Das gilt ebenso für die noch jungen Beitragszahler. Sie haben nichts davon. Ihre Beiträge werden nicht sinken, weil dieses Rentenpaket blockiert wird. Ihre Beiträge werden auch ohne dieses Rentenpaket steigen müssen, weil Demografie und Wirtschaftslage keinen anderen Ausweg lassen, es sei denn, man nimmt auch ihnen die Kaufkraft per Inflation weg. Vermutlich wird sie beides treffen.
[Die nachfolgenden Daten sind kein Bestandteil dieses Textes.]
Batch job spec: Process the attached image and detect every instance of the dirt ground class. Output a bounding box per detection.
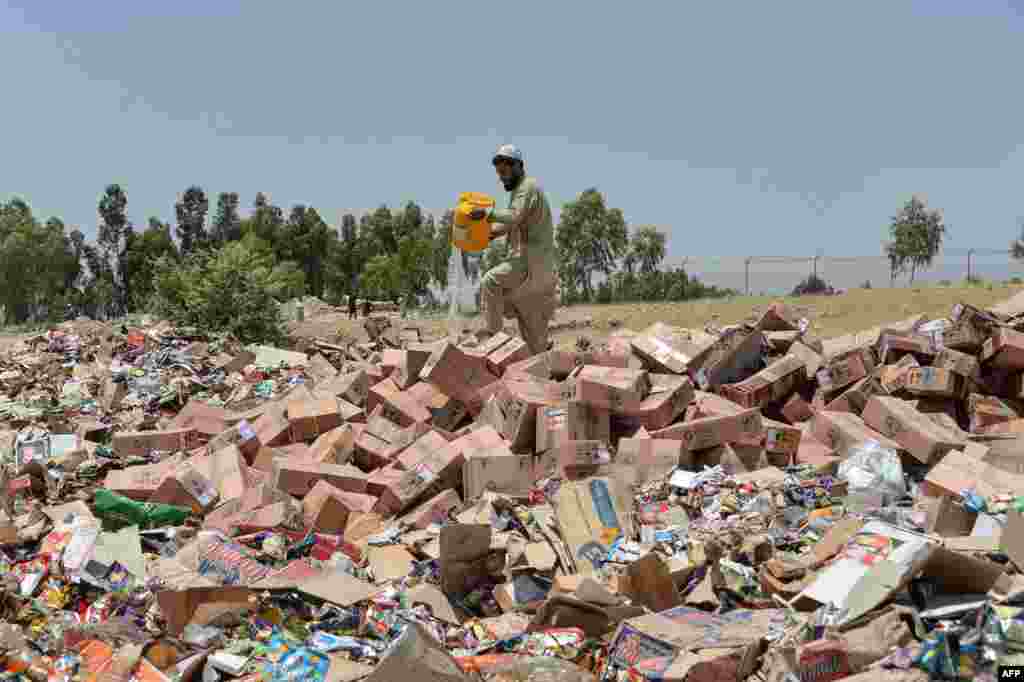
[289,284,1024,349]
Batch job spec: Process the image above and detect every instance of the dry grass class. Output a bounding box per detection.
[568,284,1023,340]
[307,284,1023,348]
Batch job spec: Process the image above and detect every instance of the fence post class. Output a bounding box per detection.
[967,249,975,282]
[744,257,751,296]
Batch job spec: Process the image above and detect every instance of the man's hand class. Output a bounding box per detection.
[468,208,488,221]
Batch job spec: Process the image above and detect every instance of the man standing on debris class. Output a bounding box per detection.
[468,144,558,355]
[348,293,358,320]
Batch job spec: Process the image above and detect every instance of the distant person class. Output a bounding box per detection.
[362,299,372,318]
[348,294,358,320]
[468,144,557,354]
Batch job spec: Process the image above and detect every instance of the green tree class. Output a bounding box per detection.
[152,240,300,344]
[175,186,210,255]
[884,196,947,284]
[124,218,179,310]
[627,225,667,275]
[242,193,285,253]
[212,192,241,244]
[0,201,78,323]
[278,205,333,299]
[556,188,629,302]
[97,184,133,316]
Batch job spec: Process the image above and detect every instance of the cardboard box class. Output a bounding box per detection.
[378,389,431,427]
[169,401,229,442]
[536,405,571,454]
[817,352,869,394]
[879,332,935,363]
[941,320,986,353]
[302,480,377,532]
[651,408,763,452]
[487,336,530,376]
[393,430,451,470]
[691,327,765,389]
[862,396,965,463]
[921,443,1024,499]
[287,398,344,442]
[811,410,902,456]
[722,355,805,408]
[631,335,692,374]
[399,489,461,529]
[933,347,981,381]
[463,447,534,499]
[763,418,802,461]
[556,475,633,576]
[492,379,560,451]
[148,465,219,513]
[355,410,429,470]
[616,438,689,485]
[503,352,554,381]
[250,406,293,449]
[103,455,185,500]
[367,377,401,417]
[615,375,694,431]
[570,400,612,443]
[308,424,357,465]
[320,370,370,407]
[112,428,199,457]
[271,459,369,497]
[904,366,963,399]
[982,327,1024,370]
[575,366,651,411]
[968,393,1020,432]
[781,394,815,423]
[419,342,499,409]
[393,344,434,390]
[375,439,463,515]
[365,465,404,499]
[403,381,467,432]
[557,440,612,478]
[187,445,254,502]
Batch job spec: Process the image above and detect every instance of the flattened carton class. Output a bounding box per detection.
[904,366,963,399]
[982,327,1024,370]
[690,327,764,390]
[933,347,981,381]
[721,354,805,408]
[631,335,692,374]
[112,428,198,457]
[555,474,633,577]
[810,410,902,456]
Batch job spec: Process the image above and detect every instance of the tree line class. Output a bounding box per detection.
[0,185,734,326]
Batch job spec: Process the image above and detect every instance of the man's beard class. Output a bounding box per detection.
[501,173,523,191]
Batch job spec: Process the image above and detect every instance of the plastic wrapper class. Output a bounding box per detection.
[837,440,906,506]
[92,489,191,530]
[262,635,331,682]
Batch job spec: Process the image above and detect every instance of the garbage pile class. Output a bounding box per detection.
[9,296,1024,682]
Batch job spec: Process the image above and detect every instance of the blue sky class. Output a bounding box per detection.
[2,1,1024,291]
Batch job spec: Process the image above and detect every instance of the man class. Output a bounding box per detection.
[348,293,358,320]
[468,144,558,355]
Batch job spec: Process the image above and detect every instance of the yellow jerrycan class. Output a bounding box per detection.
[452,192,495,253]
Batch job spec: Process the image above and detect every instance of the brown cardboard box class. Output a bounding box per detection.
[402,381,467,432]
[570,400,612,443]
[721,355,805,408]
[487,337,530,376]
[112,428,198,457]
[463,447,534,499]
[817,351,869,394]
[302,480,377,532]
[250,405,293,449]
[103,455,185,500]
[616,438,689,484]
[355,410,429,470]
[781,394,815,423]
[492,378,560,451]
[419,342,499,410]
[933,347,981,381]
[320,369,370,407]
[393,344,434,390]
[271,459,369,497]
[630,335,692,374]
[879,332,935,363]
[811,410,903,456]
[862,396,965,463]
[615,374,694,431]
[652,408,763,451]
[763,418,802,462]
[557,440,613,478]
[365,465,404,499]
[375,439,463,515]
[287,398,344,442]
[308,424,357,465]
[149,464,219,513]
[367,377,401,417]
[690,327,765,390]
[169,401,229,442]
[187,445,254,502]
[575,366,651,411]
[393,430,452,471]
[535,405,571,454]
[904,366,963,399]
[399,489,461,529]
[757,301,801,331]
[503,352,553,381]
[942,320,986,353]
[378,389,431,427]
[982,327,1024,370]
[921,443,1024,499]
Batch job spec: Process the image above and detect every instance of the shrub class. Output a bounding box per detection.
[792,273,830,296]
[152,240,303,345]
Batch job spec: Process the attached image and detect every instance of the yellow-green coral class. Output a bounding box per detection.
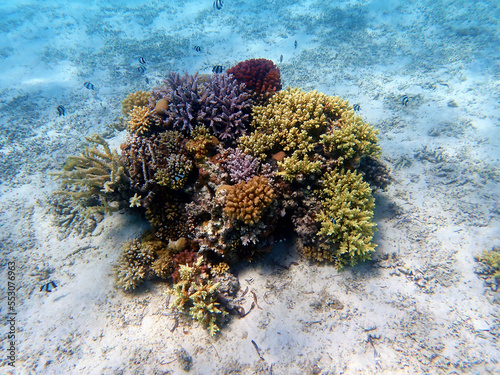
[475,247,500,281]
[170,257,227,335]
[186,125,218,162]
[316,168,377,268]
[238,87,380,181]
[52,134,129,214]
[224,176,275,225]
[127,106,153,135]
[122,91,151,115]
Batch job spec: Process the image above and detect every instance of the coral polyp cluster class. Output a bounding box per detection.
[54,58,389,335]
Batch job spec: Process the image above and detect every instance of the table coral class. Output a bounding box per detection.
[224,176,275,225]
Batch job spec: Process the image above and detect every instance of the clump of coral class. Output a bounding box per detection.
[53,59,391,335]
[227,58,281,104]
[122,91,151,115]
[52,134,131,214]
[224,176,275,225]
[475,246,500,291]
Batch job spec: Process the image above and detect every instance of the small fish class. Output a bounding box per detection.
[40,281,57,293]
[139,57,146,64]
[137,66,146,73]
[145,77,149,84]
[213,0,223,10]
[83,82,95,90]
[194,46,202,52]
[294,40,298,49]
[353,104,360,111]
[401,95,409,106]
[57,105,65,116]
[279,54,283,63]
[212,65,223,74]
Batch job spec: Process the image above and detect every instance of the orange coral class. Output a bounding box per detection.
[224,176,275,225]
[127,106,153,135]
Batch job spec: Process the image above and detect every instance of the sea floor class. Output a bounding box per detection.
[1,1,499,374]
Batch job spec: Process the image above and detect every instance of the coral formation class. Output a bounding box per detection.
[316,168,377,268]
[475,246,500,283]
[53,59,391,334]
[227,58,281,104]
[52,134,131,214]
[127,106,155,135]
[122,91,151,115]
[224,176,275,225]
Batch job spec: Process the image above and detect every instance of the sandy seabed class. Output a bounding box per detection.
[1,1,499,374]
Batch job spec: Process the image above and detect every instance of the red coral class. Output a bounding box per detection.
[227,58,281,104]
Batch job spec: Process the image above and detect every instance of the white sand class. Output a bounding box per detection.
[1,1,499,374]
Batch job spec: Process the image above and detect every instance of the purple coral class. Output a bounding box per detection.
[200,74,251,142]
[149,72,251,143]
[223,148,260,183]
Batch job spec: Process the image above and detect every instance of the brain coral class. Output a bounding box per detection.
[227,58,281,104]
[224,176,275,225]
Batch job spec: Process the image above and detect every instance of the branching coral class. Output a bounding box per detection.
[116,238,156,291]
[127,106,155,135]
[316,168,377,268]
[224,176,275,225]
[238,87,380,181]
[122,91,151,115]
[199,73,251,142]
[52,134,130,214]
[227,58,281,104]
[170,257,227,335]
[223,148,261,183]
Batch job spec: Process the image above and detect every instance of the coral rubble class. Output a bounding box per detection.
[53,59,391,334]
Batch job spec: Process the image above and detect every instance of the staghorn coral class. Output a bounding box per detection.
[239,87,380,181]
[122,91,151,115]
[316,168,377,268]
[170,257,227,336]
[227,58,281,104]
[52,134,130,214]
[127,106,155,135]
[224,176,275,225]
[200,73,252,142]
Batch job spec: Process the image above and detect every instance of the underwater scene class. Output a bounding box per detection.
[0,0,499,374]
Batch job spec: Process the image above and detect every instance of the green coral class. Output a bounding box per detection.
[238,87,380,181]
[52,134,130,214]
[170,257,227,336]
[316,168,377,268]
[475,247,500,281]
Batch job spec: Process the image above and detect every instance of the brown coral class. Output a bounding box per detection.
[224,176,275,225]
[127,106,154,135]
[122,91,151,115]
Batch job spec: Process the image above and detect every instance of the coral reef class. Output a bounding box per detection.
[475,246,500,290]
[316,168,377,268]
[224,176,275,225]
[122,91,151,115]
[53,59,390,334]
[227,58,281,104]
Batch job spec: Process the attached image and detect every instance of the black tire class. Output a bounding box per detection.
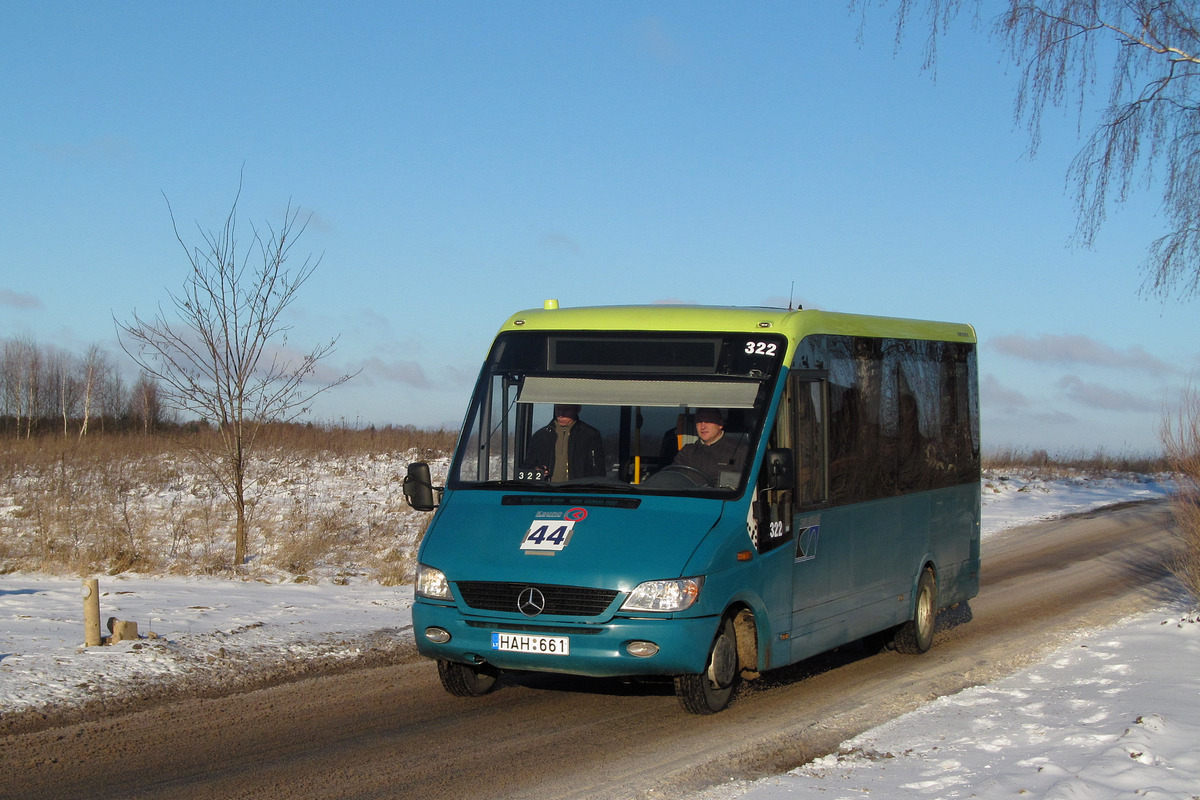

Nun zu den jungen Abgeordneten selbst. Eines ist klar: Sollte ihr Vorstoß ins Leere gehen, wird sie die Strafe der Partei erreichen und der Listenplatz anderweitig vergeben werden. Das wissen sie auch. Dennoch sind sie ins Risiko gegangen. War erwarten sie also? Es gibt hier nur eine schlüssige Erklärung. Ihr Ziel ist es, die Koalition zu sprengen. Ihr Ziel ist es, das Wahlkampfmantra des Friedrich Merz: „Links ist vorbei!“, auf diese Weise wahr zu machen. Das bedeutet aber auch, dass dahinter der Versuch steht, die Brandmauer einzureißen und eine Koaltion mit der AfD zu erzwingen.

Sie können gewinnen, wenn die SPD hart bleibt und die Koalition am Rentenpaket scheitern lässt. Sie werden verlieren, wenn die SPD erkennt, dass ihr das Totenglöckchen geläutet wird, sollte es in absehbarer Zeit zu einer schwarz-blauen Koalition kommen. Im Osten ist die Gefahr greifbar nahe. Das Risiko, dass es im Bund noch vorher dazu kommen sollte, ist mit dem Vorstoß der 18 Rebellen ganz erheblich gewachsen.

Es bleibt spannend.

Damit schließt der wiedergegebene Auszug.